There was a case a few years ago where a college put out a job advertisement that said that said they were looking for a “dynamic” individual. Someone on the faculty complained about the advertisement, because she claimed that “dynamic” was a codeword for “male” because men were thought of as more dynamic than female. Clue for when you’re being sexist: when you diss your own entire gender like this. I’d say the majority of my most dynamic teachers have been women.
Another case: People objecting to the use of the words “niggardly” and “picnic” because of false etymology. When people pointed out that the etymology was false, they continued to lobby for the words to be labeled racist.
So yes, I’d say both of these are PC run amok.
But you know what? So what! Sure, in any movement, there will be some who take it too far. That doesn’t invalidate the premises of the movement. There were abolitionists who went overboard, and suffragettes, and Black Panthers, and truly misandrist feminists. But that doesn’t mean that the goals of any of those movements were wrong. Does the existence of Robespierre prove that we should bring back a hereditary aristocracy?
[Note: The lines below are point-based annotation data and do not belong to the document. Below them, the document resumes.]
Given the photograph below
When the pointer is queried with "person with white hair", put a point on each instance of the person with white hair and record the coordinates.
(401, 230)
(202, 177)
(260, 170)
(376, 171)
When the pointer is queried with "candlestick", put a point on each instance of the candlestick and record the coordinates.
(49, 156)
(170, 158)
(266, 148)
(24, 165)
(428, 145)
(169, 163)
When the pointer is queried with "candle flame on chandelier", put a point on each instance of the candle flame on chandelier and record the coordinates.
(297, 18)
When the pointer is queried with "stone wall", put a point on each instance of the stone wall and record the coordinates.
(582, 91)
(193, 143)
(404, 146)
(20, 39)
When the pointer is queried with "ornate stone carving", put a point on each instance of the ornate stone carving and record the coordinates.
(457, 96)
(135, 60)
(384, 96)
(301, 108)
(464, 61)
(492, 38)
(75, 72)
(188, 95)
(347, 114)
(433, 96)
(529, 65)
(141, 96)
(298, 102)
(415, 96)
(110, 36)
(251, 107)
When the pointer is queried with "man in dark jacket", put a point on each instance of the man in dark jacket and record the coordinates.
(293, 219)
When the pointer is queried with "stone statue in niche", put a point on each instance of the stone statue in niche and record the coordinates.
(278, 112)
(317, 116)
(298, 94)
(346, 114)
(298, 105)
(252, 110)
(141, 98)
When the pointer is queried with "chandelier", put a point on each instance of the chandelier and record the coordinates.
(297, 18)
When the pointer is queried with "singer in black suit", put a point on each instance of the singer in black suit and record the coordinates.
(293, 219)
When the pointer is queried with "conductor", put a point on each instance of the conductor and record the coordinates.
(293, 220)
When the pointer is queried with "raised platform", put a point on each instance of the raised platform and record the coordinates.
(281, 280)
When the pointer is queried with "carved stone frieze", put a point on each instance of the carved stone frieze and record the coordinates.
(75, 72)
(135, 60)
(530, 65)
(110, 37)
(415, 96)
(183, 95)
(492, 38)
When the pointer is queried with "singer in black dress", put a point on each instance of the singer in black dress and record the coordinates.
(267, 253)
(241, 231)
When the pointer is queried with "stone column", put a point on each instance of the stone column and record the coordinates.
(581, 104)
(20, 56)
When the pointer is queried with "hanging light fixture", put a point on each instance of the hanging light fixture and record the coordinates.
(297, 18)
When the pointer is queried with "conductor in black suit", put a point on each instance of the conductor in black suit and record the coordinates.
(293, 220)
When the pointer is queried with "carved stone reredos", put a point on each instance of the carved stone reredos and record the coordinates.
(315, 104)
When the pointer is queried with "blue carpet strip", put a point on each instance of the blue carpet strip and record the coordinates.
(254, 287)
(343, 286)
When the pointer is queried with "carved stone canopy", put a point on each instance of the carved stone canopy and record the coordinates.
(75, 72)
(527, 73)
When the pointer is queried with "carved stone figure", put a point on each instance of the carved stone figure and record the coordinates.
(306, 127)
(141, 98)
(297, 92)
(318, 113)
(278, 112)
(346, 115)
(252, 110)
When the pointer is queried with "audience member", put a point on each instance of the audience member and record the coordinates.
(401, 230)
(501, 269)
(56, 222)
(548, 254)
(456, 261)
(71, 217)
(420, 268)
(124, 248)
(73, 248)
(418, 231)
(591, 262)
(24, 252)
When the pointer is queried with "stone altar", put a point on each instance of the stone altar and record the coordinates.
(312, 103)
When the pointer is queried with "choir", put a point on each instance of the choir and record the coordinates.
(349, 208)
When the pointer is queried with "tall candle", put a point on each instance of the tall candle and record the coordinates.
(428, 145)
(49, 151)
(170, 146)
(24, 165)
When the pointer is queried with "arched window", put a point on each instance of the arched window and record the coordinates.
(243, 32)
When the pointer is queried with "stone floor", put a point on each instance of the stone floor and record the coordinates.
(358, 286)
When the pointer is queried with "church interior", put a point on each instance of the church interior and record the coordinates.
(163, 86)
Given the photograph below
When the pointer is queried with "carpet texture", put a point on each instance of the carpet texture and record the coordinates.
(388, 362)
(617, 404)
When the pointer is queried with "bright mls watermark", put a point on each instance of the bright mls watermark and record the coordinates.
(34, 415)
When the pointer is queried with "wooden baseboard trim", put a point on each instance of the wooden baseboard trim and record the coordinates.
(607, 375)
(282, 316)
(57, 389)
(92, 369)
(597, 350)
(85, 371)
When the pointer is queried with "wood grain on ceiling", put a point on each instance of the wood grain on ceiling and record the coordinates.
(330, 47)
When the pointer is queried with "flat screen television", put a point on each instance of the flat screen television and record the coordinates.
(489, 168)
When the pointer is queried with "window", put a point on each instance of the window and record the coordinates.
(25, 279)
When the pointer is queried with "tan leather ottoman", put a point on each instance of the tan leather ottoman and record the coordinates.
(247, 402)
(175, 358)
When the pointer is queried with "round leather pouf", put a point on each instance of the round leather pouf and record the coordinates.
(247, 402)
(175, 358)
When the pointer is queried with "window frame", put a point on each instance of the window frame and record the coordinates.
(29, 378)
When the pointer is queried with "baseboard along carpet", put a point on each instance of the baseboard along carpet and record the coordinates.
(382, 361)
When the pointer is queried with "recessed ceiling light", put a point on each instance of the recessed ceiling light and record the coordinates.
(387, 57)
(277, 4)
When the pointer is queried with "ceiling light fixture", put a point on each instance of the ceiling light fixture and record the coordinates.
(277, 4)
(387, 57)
So screw Sam Harris. He could find a hundred examples of PC run amok. So what? That would prove exactly nothing about the values of the movement.
Jacob Schmidt says
I’ll admit to being on edge when I see the word “niggardly” used. Not because of any false etymology, but because every time I see it used, it’s use is somehow linked to the slur.
left0ver1under says
Jacob Schmidt (#48) –
I avoid it not because of phonetic similarity, but because miserly is easier to say. And I prefer skinflint, tightfisted and tightwad because they’re funnier.
Decker says
@25 Decker — okay, you’re a racist. So’s Harris.
My…I’m so insulted!
md says
Going to be pretty tough to top Rotheram.
md says
Smith College denouncing Wendy Kaminer, former board member on the ACLU, as a racist over her recent talk is a good example.
Crimson Clupeidae says
Yes, it says that Harris, too, is a thinky man’s thought leader, with lots of manly thinkiness…or is it thinky manliness?
I’m a fan of parody (e.g. Weird Al), but it’s usually only funny if it’s intentional.
Ouch.
Joseph Solomon says
“Looking for cherries to pick. Please send low-hanging fruit to my website. Ignore bulk of reasonable objections. Has worked thus far.”